Based on these findings, we were able to make recommendations for businesses in countries that have yet to reach China’s stage in this crisis, one where the health challenge has subsided, but economic challenges remain and stretch into the future.

Improve management of cash flow

Having three to six months’ worth of cash flow is the key to survival for companies during a crisis like Covid-19. Enterprises should allocate resources and optimise management through better assessing cash on hand, cutting down unnecessary expenses and expenditures, accelerating AR recovery, seeking funding through capital markets and applying for emergency loans and other endeavours. Meanwhile, enterprises should take precautions, and create a more comprehensive financial plan including near- and medium-term cash-flow arrangements and a reasonable debt-leverage ratio.
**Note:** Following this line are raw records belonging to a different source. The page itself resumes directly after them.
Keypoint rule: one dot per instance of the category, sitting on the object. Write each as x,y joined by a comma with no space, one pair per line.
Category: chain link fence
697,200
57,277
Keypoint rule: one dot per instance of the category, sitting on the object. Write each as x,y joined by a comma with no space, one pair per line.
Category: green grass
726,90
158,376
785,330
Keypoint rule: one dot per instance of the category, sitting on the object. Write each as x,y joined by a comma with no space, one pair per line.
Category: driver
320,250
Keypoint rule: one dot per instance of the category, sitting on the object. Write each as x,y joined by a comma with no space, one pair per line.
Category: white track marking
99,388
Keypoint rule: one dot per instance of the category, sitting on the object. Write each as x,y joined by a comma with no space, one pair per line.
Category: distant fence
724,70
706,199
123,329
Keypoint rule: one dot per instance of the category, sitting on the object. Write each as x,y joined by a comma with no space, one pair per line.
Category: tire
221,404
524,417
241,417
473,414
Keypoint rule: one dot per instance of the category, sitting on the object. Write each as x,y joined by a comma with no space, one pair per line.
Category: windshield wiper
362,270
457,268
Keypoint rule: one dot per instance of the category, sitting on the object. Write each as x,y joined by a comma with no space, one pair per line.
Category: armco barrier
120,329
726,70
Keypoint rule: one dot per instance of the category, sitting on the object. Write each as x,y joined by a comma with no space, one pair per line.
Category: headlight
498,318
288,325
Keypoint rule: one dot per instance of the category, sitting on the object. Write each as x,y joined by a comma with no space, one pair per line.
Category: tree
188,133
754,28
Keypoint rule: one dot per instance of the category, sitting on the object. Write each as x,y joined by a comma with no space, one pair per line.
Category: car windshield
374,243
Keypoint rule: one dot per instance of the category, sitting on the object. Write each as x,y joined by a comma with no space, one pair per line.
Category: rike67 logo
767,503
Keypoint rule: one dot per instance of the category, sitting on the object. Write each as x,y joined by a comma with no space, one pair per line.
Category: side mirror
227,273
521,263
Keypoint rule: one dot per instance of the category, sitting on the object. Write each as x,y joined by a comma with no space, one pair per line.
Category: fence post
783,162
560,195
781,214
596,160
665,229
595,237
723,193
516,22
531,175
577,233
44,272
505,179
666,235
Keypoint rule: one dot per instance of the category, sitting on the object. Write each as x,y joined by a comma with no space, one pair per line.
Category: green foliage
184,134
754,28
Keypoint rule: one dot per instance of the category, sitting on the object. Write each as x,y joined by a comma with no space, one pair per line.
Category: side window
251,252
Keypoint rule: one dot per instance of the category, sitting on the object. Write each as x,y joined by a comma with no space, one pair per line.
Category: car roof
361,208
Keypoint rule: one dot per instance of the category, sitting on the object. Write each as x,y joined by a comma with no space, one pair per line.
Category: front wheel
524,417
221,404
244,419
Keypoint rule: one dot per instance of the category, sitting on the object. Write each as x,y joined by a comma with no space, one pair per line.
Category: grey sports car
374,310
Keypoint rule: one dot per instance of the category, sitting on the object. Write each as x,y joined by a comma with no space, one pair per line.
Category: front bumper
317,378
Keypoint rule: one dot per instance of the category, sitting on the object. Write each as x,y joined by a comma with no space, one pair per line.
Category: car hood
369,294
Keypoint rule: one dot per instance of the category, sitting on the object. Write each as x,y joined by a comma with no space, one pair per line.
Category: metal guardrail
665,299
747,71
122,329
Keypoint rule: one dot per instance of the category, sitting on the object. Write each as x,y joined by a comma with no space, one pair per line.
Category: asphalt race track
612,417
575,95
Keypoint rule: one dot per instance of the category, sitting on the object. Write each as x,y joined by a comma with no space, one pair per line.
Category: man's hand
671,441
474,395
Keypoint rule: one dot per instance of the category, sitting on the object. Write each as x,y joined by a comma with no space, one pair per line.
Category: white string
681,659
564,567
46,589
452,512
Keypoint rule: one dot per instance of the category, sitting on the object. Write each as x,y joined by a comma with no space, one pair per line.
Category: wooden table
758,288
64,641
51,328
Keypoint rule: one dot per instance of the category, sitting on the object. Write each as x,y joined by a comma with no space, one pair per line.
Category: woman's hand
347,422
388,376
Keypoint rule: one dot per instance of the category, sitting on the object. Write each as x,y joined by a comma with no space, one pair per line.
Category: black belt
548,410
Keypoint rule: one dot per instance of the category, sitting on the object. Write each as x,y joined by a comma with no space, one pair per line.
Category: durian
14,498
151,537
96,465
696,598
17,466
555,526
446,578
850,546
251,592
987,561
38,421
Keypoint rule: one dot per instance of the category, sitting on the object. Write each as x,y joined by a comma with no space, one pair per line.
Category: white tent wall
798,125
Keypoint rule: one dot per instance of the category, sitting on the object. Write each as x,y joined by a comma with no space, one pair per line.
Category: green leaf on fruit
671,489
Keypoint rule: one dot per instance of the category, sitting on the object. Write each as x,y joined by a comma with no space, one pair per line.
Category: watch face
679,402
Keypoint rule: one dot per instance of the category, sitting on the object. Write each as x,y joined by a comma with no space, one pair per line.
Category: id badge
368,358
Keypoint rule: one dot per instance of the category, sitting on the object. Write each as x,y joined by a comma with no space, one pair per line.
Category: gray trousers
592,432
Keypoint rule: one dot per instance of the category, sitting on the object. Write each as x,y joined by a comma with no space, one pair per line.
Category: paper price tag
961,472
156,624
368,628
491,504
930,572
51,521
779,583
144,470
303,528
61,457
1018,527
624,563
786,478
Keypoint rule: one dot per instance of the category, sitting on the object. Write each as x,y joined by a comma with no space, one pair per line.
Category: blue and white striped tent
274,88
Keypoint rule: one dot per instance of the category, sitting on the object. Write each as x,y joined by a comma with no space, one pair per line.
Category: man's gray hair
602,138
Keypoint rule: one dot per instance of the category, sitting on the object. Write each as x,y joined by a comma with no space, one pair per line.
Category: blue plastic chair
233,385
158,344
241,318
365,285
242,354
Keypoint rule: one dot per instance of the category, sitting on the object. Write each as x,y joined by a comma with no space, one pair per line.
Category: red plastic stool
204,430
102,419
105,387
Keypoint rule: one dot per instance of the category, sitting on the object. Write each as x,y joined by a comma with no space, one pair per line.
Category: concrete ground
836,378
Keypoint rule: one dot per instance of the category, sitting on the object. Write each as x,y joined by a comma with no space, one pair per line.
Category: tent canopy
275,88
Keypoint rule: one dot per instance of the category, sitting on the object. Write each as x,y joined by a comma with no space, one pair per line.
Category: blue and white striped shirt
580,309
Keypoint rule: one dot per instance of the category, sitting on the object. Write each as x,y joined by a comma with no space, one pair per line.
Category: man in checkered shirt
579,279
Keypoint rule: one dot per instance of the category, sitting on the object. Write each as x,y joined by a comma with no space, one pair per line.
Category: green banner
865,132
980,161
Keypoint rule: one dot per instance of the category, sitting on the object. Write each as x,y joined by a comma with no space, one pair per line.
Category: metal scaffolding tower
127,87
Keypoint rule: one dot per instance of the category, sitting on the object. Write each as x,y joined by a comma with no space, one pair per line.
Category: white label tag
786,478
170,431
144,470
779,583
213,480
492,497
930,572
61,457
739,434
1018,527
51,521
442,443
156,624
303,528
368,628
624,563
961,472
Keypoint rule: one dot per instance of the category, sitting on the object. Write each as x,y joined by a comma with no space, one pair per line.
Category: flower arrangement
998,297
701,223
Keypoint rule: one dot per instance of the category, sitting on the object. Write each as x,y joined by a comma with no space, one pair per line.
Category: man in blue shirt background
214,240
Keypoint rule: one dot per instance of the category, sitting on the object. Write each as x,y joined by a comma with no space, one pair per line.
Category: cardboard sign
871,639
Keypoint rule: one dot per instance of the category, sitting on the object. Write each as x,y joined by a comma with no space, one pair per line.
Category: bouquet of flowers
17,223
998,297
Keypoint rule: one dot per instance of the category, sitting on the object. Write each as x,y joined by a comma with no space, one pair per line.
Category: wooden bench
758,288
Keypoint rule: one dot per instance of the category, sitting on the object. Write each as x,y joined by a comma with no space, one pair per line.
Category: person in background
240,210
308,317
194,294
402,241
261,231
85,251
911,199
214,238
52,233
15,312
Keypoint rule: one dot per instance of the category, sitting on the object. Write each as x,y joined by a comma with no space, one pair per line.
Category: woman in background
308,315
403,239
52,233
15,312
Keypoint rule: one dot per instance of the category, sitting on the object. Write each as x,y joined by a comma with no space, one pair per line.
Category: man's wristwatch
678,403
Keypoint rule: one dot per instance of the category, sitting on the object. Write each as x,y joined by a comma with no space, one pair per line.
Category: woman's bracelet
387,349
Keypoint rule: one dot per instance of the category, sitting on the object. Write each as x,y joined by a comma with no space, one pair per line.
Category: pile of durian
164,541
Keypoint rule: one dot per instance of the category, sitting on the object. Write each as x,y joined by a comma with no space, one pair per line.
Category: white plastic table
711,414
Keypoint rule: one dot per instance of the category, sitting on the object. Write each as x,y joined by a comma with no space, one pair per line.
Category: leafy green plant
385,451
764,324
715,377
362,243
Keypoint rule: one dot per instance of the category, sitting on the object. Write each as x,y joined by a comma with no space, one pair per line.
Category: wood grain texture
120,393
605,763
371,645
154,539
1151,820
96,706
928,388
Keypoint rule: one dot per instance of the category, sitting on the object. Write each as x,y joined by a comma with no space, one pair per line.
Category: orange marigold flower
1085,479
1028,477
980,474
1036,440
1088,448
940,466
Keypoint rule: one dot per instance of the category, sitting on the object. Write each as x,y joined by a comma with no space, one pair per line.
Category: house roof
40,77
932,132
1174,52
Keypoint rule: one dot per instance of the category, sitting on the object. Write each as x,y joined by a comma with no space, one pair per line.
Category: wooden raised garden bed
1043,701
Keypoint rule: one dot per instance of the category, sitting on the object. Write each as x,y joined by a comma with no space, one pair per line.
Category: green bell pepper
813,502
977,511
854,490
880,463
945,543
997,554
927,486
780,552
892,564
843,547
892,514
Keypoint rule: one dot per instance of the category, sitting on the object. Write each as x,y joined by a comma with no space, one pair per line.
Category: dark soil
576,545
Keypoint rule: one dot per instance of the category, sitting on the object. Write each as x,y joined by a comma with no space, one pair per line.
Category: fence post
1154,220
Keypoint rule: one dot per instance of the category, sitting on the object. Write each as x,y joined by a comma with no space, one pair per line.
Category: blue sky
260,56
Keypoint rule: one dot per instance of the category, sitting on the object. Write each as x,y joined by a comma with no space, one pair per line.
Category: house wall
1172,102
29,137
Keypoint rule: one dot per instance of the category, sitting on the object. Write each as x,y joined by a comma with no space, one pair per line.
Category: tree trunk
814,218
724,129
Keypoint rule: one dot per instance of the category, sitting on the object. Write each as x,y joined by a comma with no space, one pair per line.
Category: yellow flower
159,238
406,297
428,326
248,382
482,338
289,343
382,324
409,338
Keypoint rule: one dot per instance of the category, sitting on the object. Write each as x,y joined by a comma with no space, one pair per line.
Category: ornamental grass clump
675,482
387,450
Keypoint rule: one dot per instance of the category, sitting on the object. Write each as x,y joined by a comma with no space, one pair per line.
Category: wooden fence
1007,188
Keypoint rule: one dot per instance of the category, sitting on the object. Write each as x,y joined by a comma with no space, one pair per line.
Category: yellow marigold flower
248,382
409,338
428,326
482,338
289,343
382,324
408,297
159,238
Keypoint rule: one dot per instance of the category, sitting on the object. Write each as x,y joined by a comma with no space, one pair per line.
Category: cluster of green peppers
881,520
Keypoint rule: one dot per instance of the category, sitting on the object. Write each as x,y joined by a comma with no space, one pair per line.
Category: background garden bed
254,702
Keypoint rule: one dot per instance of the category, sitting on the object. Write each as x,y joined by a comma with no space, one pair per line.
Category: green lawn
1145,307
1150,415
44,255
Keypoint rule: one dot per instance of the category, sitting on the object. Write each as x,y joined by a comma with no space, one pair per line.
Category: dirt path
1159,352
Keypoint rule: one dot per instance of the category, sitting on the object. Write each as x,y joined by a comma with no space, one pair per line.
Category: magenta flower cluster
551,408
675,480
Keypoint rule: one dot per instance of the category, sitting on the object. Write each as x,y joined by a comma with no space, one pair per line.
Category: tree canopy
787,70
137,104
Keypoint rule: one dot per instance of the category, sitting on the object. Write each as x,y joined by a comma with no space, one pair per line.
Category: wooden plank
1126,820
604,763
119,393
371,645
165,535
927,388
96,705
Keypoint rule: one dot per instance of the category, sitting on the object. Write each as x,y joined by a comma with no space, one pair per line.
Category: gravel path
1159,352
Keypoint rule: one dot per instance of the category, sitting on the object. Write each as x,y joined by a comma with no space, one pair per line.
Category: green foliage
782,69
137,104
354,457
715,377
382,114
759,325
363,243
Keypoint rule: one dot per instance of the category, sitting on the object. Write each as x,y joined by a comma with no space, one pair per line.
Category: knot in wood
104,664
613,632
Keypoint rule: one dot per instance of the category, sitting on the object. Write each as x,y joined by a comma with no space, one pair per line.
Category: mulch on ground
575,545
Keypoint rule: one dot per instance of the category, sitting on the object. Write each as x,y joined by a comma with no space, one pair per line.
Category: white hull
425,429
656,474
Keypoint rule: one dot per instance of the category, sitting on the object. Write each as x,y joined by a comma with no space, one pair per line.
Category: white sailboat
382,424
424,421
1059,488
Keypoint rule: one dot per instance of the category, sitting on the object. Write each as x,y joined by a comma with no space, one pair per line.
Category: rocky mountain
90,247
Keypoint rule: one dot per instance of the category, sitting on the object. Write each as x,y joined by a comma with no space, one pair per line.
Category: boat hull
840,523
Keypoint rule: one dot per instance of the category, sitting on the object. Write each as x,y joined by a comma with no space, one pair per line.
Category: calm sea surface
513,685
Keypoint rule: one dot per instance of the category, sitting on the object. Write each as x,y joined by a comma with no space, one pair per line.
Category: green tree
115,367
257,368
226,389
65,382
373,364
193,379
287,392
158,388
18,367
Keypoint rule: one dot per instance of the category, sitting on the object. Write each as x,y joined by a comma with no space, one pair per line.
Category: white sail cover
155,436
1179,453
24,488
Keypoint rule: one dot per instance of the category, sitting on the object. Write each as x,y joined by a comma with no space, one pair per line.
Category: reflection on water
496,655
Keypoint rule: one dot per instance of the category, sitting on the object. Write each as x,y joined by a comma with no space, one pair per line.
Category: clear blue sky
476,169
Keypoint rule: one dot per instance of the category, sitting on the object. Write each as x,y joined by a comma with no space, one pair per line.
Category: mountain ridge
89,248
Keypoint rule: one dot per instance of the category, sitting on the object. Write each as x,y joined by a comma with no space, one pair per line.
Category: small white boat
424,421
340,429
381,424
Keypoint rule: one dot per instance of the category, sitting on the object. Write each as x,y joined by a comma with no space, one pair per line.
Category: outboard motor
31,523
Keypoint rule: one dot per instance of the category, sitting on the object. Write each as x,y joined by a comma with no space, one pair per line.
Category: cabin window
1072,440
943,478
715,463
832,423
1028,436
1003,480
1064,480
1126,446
Protect and enhance access to credit

For any company, credit is an intangible but indispensable asset that has great bearing on long-term development. Financial professionals should evaluate contractual fulfilment ability by analysing aging of accounts receivables and payables to forecast supply chain risks. They should also actively communicate with stakeholders to reduce the credit risk potentially caused by emergency events.

Strengthen risk preparedness

Small and micro-sized enterprises’ lack of preparedness for Covid-19 reflected their dearth of risk prevention awareness and crisis management. These enterprises should incorporate major emergencies – such as pandemics – into their corporate risk management spectrums and establish emergency decision-making committees. Enterprises should also track the latest policies on bank financing and lending issued by central and local governments. During the pandemic, tax cuts and government subsidies proved highly beneficial for struggling enterprises, especially small and micro-sized ones.

Keep investing in R&D

More than half of respondents believed that it is necessary to continue to increase investment in R&D and employee training, as well as in digital technologies. Therefore, management should reevaluate their enterprise development strategies and business models, soliciting responses from every business unit to bolster productivity that improves business capital efficiency and restores growth in the aftermath of the pandemic.

Covid-19 has proven to be an enormous and unprecedented challenge for China and its economy. Given that China has gone through much of the pandemic already and is now addressing the fallout, the findings and recommendations in this survey would be beneficial to finance professionals in other parts of the world– and hopefully would enable them to get “ahead of the game” and ensure their companies’ survival during the pandemic and return to growth afterwards.